13. Put yourself first.
Have no guilt whatsoever that you are not able to carry out your normal duties/responsibilities for others. This time right now needs to be YOURS. You need to focus on getting yourself better. How can you be expected to help others the best you possibly can if you don’t help yourself first? For example, if someone messages asking for you to check a report they've written you may want to consider saying no. Harsh as that may be (and horrid as that may feel if you’re a people pleaser) you have to focus on yourself. Kindly tell them that you are not in a good place and that you need to focus on yourself right now. "Me time" is not selfish, "me time" is needed.
14. Take a moment to remember what you are grateful for.
Take a moment to remember what you DO have instead of what you don't have.
That could be....
Your friends.
Your family.
Your health.
The clean water you drink.
The roof you have over your head.
The opportunities you’ve had.
The opportunities you will have.
The beautiful area you live in.
The people you reached out to who have given you hope that things will get better.
Whatever it is that you are grateful for write it down. Write it down and when those difficult days come take a moment to reflect on that list and remind yourself of the wonderfulness that is in your life.
15. Be kind to others.
When your mental health has deteriorated your first priority of course has to be yourself and as mentioned you should not feel guilty for not being able to carry out your normal commitments. That being said although your number one focus has to be you doing kind things for others may improve your mood. Often people feel satisfied and happy knowing that they've made someone else happy. This does not need to be a big grand gesture - you may not have the energy for this anyway. It could be as simple as smiling to someone as you walk down the road, leaving a nice note for someone to find in a library book or holding a door open for another person. Kindness creates positive ripples; being kind to others is likely to boost their mood and cause them to replicate that same kindness towards other people. Help spread kindness to other people; they may really need it.
16. Be kind to yourself.
Perhaps you are dealing with feelings of guilt and you are overthinking the past, overthinking things that happened days, weeks or even months ago, because you made some wrong choices. But that recognition that you know that you made those bad choices is a good sign - it means you can learn from it and be better.
All that is left is to say sorry, if appropriate, and move on. You have to accept that as much as you’d like to change what happened and have forgiveness that may never happen. You just have to treat it as a learning experience and focus on being happy.
Perhaps you believe that how you feel is unimportant because others are in worse situations or you're embarrassed about how you're feeling; don’t. You only have to look at statistics to see that many people struggle with their mental health, it's not uncommon. The perception of mental health is changing; mental illnesses are starting to be given as much importance as physical illnesses.

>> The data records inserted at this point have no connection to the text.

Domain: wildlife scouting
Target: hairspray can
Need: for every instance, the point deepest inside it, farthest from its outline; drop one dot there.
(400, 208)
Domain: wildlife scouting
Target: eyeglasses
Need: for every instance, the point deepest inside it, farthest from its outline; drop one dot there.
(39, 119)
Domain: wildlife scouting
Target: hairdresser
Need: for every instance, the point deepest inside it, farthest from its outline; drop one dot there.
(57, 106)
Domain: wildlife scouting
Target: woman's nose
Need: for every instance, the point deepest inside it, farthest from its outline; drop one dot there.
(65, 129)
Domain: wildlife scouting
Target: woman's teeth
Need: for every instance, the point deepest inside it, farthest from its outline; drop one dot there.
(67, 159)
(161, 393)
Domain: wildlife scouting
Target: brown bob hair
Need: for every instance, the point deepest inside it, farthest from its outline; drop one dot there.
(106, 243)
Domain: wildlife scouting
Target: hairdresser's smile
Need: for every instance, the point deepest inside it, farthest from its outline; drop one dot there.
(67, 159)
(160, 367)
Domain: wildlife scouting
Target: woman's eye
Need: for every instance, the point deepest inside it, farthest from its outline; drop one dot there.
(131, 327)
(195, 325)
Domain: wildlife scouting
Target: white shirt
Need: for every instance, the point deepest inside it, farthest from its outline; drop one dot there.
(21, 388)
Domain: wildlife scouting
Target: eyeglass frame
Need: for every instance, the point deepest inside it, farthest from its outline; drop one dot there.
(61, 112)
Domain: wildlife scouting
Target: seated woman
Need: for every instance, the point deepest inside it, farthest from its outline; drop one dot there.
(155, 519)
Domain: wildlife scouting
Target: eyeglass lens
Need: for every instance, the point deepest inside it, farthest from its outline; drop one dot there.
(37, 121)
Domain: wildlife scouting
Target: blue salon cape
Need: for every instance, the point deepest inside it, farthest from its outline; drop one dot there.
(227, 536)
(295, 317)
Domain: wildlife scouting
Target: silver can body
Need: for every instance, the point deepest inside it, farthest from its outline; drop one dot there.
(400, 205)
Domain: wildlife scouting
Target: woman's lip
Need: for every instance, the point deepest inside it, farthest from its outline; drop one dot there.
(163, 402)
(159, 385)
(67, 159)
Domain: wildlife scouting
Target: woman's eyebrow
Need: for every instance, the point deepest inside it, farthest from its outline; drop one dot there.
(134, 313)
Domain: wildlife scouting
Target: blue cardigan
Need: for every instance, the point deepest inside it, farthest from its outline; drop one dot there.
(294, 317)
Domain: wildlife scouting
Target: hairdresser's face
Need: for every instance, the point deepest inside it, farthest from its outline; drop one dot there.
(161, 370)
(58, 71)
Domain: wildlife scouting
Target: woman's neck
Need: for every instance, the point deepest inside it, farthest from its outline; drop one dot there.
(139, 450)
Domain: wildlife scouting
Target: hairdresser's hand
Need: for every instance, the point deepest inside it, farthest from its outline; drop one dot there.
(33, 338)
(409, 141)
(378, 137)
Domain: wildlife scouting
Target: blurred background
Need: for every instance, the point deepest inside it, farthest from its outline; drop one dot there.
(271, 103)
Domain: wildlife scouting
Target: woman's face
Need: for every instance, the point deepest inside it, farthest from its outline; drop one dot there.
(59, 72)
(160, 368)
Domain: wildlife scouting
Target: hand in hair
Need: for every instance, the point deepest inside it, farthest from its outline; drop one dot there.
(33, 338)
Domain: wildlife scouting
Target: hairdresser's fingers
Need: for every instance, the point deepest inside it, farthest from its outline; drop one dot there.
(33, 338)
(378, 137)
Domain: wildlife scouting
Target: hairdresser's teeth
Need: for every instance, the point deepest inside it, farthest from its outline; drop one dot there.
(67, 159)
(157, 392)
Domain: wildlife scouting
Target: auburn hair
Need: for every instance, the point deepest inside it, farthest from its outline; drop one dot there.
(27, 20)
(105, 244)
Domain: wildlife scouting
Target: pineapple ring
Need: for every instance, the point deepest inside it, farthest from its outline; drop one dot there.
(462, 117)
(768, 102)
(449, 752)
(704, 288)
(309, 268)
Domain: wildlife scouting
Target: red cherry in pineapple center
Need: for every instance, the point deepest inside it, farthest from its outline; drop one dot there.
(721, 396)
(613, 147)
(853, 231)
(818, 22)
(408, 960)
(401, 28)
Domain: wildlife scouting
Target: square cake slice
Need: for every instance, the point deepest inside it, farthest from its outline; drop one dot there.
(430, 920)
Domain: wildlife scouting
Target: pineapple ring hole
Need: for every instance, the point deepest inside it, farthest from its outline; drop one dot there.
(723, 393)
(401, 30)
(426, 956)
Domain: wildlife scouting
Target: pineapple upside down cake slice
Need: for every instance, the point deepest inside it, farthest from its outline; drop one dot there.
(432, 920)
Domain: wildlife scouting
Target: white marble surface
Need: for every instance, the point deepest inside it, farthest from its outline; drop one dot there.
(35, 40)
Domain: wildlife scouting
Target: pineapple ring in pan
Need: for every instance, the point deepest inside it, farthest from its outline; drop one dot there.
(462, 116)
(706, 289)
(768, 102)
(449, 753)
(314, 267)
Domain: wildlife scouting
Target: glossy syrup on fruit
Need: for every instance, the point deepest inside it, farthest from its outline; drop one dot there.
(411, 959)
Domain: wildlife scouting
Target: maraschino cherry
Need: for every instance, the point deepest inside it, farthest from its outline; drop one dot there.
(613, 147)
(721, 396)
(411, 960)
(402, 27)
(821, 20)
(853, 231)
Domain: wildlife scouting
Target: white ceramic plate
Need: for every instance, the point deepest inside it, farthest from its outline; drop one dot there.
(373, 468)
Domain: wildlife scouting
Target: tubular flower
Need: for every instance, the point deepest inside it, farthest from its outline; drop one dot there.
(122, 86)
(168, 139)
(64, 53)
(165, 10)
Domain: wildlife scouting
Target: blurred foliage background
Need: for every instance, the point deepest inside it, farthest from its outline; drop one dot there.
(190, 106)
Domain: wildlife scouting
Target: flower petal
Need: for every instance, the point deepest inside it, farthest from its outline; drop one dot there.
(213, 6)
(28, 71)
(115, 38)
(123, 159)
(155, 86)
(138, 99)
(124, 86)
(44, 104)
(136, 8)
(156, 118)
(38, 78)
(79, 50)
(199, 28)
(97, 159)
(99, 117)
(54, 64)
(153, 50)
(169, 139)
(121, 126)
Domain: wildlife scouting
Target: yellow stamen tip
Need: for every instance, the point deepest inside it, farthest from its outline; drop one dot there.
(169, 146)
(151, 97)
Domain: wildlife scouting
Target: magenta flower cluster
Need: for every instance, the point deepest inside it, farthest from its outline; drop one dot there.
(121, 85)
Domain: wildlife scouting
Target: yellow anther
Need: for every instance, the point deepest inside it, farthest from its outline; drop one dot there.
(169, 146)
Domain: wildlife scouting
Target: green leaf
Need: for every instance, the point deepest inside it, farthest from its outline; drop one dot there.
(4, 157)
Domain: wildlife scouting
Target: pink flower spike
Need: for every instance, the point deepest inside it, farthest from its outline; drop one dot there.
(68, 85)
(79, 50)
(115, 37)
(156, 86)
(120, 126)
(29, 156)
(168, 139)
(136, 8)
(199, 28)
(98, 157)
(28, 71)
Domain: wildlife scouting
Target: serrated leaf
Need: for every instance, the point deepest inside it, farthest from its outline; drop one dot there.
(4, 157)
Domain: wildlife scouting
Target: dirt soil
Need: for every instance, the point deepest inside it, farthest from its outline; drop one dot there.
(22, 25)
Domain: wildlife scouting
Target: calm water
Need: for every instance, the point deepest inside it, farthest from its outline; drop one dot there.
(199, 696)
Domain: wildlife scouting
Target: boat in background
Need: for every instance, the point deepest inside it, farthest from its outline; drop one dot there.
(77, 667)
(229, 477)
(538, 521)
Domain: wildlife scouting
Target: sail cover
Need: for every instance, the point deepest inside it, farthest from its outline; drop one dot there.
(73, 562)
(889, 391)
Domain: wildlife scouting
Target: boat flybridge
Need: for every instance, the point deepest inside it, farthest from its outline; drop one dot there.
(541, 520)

If you broke your arm you would realise that you that need treatment and help so why not give that same acknowledgment to mental illnesses? Just because we can't see the problem doesn't mean these problems aren't there. Acknowledge how you feel. It’s okay to recognise that you may be in a more fortunate position than others but that does not make your feelings any less important. If something feels hard for you then it is, simple. Only you truly know how you feel so don’t let others trivialize it. On top of all of this remember: if someone you care about was thinking or vocalizing all of these feelings of guilt or embarrassment or self-loathing
would you think it’s okay? Would you say these hurtful things to them just as you say them to yourself? No! Of course you wouldn’t! So if you wouldn’t treat someone else that way don’t treat yourself that way either. Be kind to others but also be kind to yourself.